Porcine parvovirus
![Figure 1. Cell cultures infected with PPV. (A) Cytopathic effect, secondary fetal porcine kidney cells, 120 hours after infection (×250).[41] (B) Hemadsorption, secondary adult porcine thyroid cells, guinea pig erythrocytes, 22 hours after thyroid cells were infected and then subcultured (May-Grünwald-Giemsa; ×100).](/uploads/202502/03/Diseases_of_Swine_17-14357.png)


![Figure 5. Segment of uterus opened to show necrotic remnants of a partially resorbed PPV-infected embryo
(arrows) and associated extraembryonic membranes of a gilt experimentally infected oronasally immediately after breeding and killed 22 days later; remnants are laden with virus and viral antigen. Bar = 1 cm.[81]](/uploads/202502/03/Diseases_of_Swine_17-54357.png)

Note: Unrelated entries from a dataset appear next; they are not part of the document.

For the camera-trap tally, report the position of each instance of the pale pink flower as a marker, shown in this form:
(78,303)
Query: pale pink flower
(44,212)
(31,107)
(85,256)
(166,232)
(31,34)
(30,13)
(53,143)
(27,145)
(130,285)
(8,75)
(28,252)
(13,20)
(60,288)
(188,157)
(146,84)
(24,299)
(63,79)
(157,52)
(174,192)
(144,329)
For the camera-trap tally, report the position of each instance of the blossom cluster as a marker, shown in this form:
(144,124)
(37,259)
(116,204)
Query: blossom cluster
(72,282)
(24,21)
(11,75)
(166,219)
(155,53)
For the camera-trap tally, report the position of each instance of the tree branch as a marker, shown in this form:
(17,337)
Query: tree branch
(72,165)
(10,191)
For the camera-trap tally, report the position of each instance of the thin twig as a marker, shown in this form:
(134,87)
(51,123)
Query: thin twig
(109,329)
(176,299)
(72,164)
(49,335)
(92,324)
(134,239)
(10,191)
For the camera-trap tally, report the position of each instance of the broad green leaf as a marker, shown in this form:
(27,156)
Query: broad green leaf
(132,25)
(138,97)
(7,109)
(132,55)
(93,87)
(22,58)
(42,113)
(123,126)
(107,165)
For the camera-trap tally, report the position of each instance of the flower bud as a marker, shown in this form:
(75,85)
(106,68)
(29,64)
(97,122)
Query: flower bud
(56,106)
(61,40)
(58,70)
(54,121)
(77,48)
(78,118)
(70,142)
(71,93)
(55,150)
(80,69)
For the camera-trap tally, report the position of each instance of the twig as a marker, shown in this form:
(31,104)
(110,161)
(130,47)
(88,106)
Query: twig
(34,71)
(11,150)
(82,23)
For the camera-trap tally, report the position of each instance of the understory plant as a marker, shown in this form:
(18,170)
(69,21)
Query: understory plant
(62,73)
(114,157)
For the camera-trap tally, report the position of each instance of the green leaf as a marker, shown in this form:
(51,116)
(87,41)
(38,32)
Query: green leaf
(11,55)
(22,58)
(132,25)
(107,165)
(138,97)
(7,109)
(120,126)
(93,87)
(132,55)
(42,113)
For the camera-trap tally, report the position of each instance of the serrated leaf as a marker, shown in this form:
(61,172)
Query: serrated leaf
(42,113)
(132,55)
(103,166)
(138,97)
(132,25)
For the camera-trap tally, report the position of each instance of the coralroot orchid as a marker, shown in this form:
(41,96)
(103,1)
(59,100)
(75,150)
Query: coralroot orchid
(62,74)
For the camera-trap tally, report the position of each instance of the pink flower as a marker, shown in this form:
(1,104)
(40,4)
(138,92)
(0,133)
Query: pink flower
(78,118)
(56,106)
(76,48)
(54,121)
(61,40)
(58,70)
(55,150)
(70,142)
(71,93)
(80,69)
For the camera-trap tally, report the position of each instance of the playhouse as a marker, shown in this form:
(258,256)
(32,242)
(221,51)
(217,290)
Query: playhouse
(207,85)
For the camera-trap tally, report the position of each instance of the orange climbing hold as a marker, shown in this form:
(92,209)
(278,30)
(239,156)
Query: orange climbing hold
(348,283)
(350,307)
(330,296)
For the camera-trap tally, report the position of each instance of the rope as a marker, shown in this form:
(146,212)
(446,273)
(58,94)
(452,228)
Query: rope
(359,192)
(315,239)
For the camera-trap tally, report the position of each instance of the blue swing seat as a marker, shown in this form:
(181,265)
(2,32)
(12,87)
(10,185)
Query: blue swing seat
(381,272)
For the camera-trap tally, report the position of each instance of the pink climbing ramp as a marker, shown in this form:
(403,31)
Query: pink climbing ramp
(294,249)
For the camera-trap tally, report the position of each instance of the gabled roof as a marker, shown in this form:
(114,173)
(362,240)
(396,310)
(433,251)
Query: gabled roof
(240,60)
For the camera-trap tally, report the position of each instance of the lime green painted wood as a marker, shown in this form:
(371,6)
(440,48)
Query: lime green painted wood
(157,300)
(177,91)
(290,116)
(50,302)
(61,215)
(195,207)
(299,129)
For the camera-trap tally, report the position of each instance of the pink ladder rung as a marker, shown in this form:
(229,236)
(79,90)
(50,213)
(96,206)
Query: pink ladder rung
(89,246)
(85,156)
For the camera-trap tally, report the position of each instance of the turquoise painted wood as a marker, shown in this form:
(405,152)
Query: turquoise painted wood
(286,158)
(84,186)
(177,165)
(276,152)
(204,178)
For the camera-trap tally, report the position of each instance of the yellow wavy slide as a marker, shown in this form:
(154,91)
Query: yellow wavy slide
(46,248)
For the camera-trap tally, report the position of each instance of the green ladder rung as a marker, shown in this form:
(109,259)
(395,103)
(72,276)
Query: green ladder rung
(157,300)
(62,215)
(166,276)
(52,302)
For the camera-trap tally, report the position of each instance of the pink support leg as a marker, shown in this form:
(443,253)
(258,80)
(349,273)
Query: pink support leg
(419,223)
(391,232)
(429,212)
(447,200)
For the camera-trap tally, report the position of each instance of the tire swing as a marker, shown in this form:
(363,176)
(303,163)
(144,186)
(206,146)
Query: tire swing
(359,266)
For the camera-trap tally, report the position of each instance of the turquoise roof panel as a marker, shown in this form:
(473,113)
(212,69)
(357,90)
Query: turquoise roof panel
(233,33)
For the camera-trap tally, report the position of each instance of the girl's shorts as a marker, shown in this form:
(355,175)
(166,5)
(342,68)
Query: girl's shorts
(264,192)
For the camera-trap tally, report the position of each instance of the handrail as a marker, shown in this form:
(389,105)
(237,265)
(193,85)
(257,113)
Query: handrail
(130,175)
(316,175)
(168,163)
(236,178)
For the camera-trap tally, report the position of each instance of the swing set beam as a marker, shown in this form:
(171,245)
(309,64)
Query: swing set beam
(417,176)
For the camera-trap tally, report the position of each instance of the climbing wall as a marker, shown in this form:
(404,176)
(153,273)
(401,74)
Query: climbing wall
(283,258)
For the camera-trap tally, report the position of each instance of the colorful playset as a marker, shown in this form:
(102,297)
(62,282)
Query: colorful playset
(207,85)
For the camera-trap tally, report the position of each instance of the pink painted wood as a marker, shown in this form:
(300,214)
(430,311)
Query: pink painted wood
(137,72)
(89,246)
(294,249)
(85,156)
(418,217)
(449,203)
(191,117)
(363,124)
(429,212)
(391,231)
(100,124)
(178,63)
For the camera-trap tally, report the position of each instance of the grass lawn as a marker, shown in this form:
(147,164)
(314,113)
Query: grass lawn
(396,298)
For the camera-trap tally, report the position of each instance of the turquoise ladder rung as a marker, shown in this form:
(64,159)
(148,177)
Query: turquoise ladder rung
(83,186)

Porcine parvovirus (PPV) causes reproductive failure of swine characterized by embryonic and fetal infection and death, usually in the absence of outward maternal clinical signs. The disease develops mainly when seronegative dams are exposed oronasally to the virus anytime during about the first half of gestation, and conceptuses are subsequently infected transplacentally before they become immunocompetent. There is no definitive evidence that infection of swine other than during gestation is of any clinical or economic significance. The virus is ubiquitous among swine throughout the world and is enzootic in most herds that have been tested. Diagnostic surveys have indicated that PPV is the major infectious cause of embryonic and fetal death. In addition to its direct causal role in reproductive failure, PPV can potentiate the effects of porcine circovirus type II (PCV2) infection in the clinical course of postweaning multisystemic wasting syndrome (PMWS).